# How to Perform A Repeatability Test 2:

## Collecting Data

The number of samples collected during experimentation has an effect on the analysis of results and the validity of the test data collected. Over the years, I have observed several conflicting accounts of how many samples one should collect during experimentation. According to many introductory statistics textbooks, the number of samples collected depends on the population. A small population is considered a collection of 30 samples or less, while a large population is considered a collection of more than 30 samples. However, more advanced subject areas of statistics will have multiple assertions in relation to the goals of analysis and the expected confidence in results. If you were to survey a group of professionals from different organizations and different industries, you would receive a collection of varied opinions. This is the result of differing world views; each person and organization is going to have different goals. Therefore, they will have a degree of varied opinions.

## Let’s Break It Down

Not sure if my theory is valid. Then, let me show you quantitative and qualitative results that support my opinion. Using a Monte Carlo simulation, I will generate a pool of random data that is supposed to conform to a specified level of confidence (i.e. 95.45%) exhibiting a Gaussian distribution. With this data, I will calculate the mean, standard deviation, and degrees of freedom and report the results for you to evaluate.
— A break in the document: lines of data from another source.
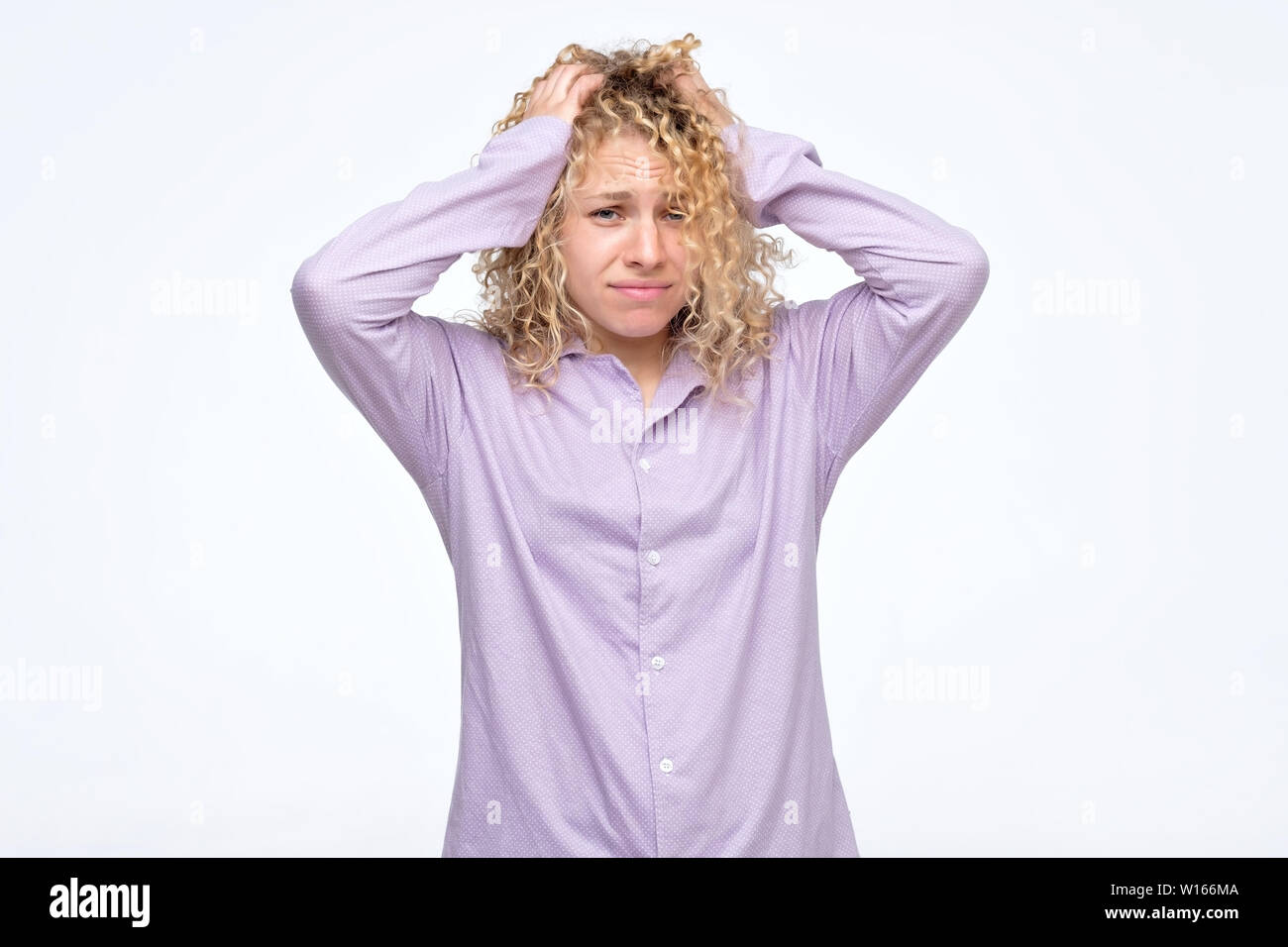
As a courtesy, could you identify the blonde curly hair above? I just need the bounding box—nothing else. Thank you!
[465,34,794,406]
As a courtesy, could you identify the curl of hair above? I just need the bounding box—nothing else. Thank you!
[453,34,794,406]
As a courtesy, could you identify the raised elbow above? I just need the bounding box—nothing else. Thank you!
[952,231,989,309]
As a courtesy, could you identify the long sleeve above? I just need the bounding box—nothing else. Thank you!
[722,124,989,474]
[291,116,572,488]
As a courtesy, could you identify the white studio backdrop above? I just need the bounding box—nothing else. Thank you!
[0,1,1288,857]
From here, you can formulate your own opinion and chose to agree or disagree with me.

The Results

95.46% of trials exhibited one outlier or less

68.18% of trials exhibited at least one outlier

4.54% of trials exhibited more than one outlier

Notes

1| The numbers in the left column represent the sample number for each trial, totaling 22.

2| The numbers in the top row represent the trial number, totaling 22.

3| The upper and lower limits were quantified by calculating the sum and the difference of the mean and twice the standard deviation (i.e. 2-sigma).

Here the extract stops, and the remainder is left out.